5. Run frigate from the command line#

VSCode will start the docker compose file for you and open a terminal window connected to frigate-dev.

  • Run python3 -m frigate to start the backend.
  • In a separate terminal window inside VS Code, change into the web directory and run npm install && npm start to start the frontend.

6. Teardown#

After closing VSCode, you may still have containers running. To close everything down, just run docker-compose down -v to cleanup all containers.

Web Interface#

Prerequisites#

Making changes#

1. Set up a Frigate instance#

The Web UI requires an instance of Frigate to interact with for all of its data. You can either run an instance locally (recommended) or attach to a separate instance accessible on your network.

To run the local instance, follow the core development instructions.

If you won't be making any changes to the Frigate HTTP API, you can attach the web development server to any Frigate instance on your network. Skip this step and go to 3a.

2. Install dependencies#

cd web && npm install

3. Run the development server#

cd web && npm run start

3a. Run the development server against a non-local instance#

To run the development server against a non-local instance, you will need to provide an environment variable, SNOWPACK_PUBLIC_API_HOST that tells the web application how to connect to the Frigate API:

cd web && SNOWPACK_PUBLIC_API_HOST=http://<ip-address-to-your-frigate-instance>:5000 npm run start

4. Making changes#

The Web UI is built using Snowpack, Preact, and Tailwind CSS.

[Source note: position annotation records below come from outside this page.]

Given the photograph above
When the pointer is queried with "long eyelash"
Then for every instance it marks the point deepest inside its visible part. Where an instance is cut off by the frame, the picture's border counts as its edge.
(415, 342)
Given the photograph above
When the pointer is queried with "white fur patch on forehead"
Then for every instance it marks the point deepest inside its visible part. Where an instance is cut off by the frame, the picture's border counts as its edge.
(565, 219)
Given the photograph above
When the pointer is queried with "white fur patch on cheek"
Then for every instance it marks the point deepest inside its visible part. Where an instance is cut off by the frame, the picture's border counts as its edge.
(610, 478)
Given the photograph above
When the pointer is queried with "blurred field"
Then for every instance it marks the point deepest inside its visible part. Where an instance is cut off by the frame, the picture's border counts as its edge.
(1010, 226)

Light guidelines and advice:

  • Avoid adding more dependencies. The web UI intends to be lightweight and fast to load.
  • Do not make large sweeping changes. Open a discussion on GitHub for any large or architectural ideas.
  • Ensure lint passes. This command will ensure basic conformance to styles, applying as many automatic fixes as possible, including Prettier formatting.
npm run lint
  • Add to unit tests and ensure they pass. As much as possible, you should strive to increase test coverage whenever making changes. This will help ensure features do not accidentally become broken in the future.
npm run test
  • Test in different browsers. Firefox, Chrome, and Safari all have different quirks that make them unique targets to interact with.

Documentation#

Prerequisites#

Making changes#

1. Installation#

npm install

2. Local Development#

npm run start

This command starts a local development server and open up a browser window. Most changes are reflected live without having to restart the server.

The docs are built using Docusaurus v2. Please refer to the Docusaurus docs for more information on how to modify Frigate's documentation.

3. Build (optional)#

npm run build

This command generates static content into the build directory and can be served using any static contents hosting service.